Whereas modern prostate brachytherapy using transrectal ultrasound and sophisticated treatment planning was met with much skepticism when introduced in the 1980s, favorable longer-term outcomes are fueling its widespread adoption [1, 2]. Brachytherapy has since enjoyed growing acceptance for treatment of low risk patients, that is, those with a PSA less than 10 ng/mL, Gleason score 6, and low volume cancer in the biopsy core specimens [3, 4]. However, there is a continued controversy regarding its use for patients at higher risk of extracapsular cancer extension (ECE) [57]. It has been well established that patients with higher PSA and Gleason scores are at higher risk of ECE, with the likelihood of ECE being approximately 50% in patients with a PSA over 10 ng/mL or a Gleason score of 7 or higher [8]. It has been assumed that external beam radiation alone should be the basis of treatment for such patients, the logic being that EBRT would provide better coverage of ECE [9]. Some early reports appeared to support the concept of brachytherapy being ill-advised for these patients [10, 11].
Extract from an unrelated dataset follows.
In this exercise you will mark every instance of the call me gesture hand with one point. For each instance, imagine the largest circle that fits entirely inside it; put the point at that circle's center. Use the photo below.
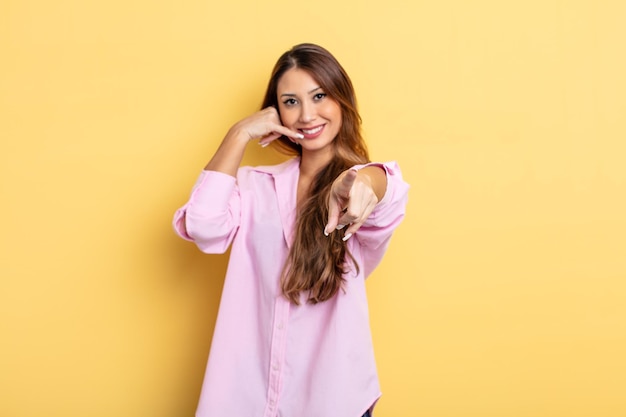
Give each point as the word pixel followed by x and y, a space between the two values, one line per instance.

While it may seem superficially logical to avoid brachytherapy for patients at higher risk of ECE, studies regarding the radial extent of ECE have cast doubt on such a policy. Most importantly, ECE is typically limited to 3–5 mm, and can be treated with peripherally loaded implants that provide high doses to the periprostatic tissues [12]. Although some early reports showed poor results using brachytherapy in patients having higher risk features, there is a growing number of reports showing favorable results with brachytherapy-based treatment for patients with a high likelihood of ECE, especially when combined with supplemental EBRT [6, 7, 1316].

One criticism of most brachytherapy outcomes reports has been the lack of long-term followup, with the possibility of prematurely concluding that cancer has been eradicated in high-risk patients. Reports to date have generally been limited to a median followup of 5 years. Accordingly, we have updated our ongoing analysis of external beam radiation (EBRT) plus brachytherapy using Pd-103.

2. Materials and Methods

Three hundred twenty-one consecutive patients were treated between January 1992 and February 1997 by the primary author, and M. Dattoli.

Patients were classified into prognostic risk groups as defined by the National Comprehensive Cancer Network guidelines (intermediate risk: T 2BT 2C or Gleason 7, or PSA 10–20; high risk: T3A or Gleason 8–10, or PSA above 20).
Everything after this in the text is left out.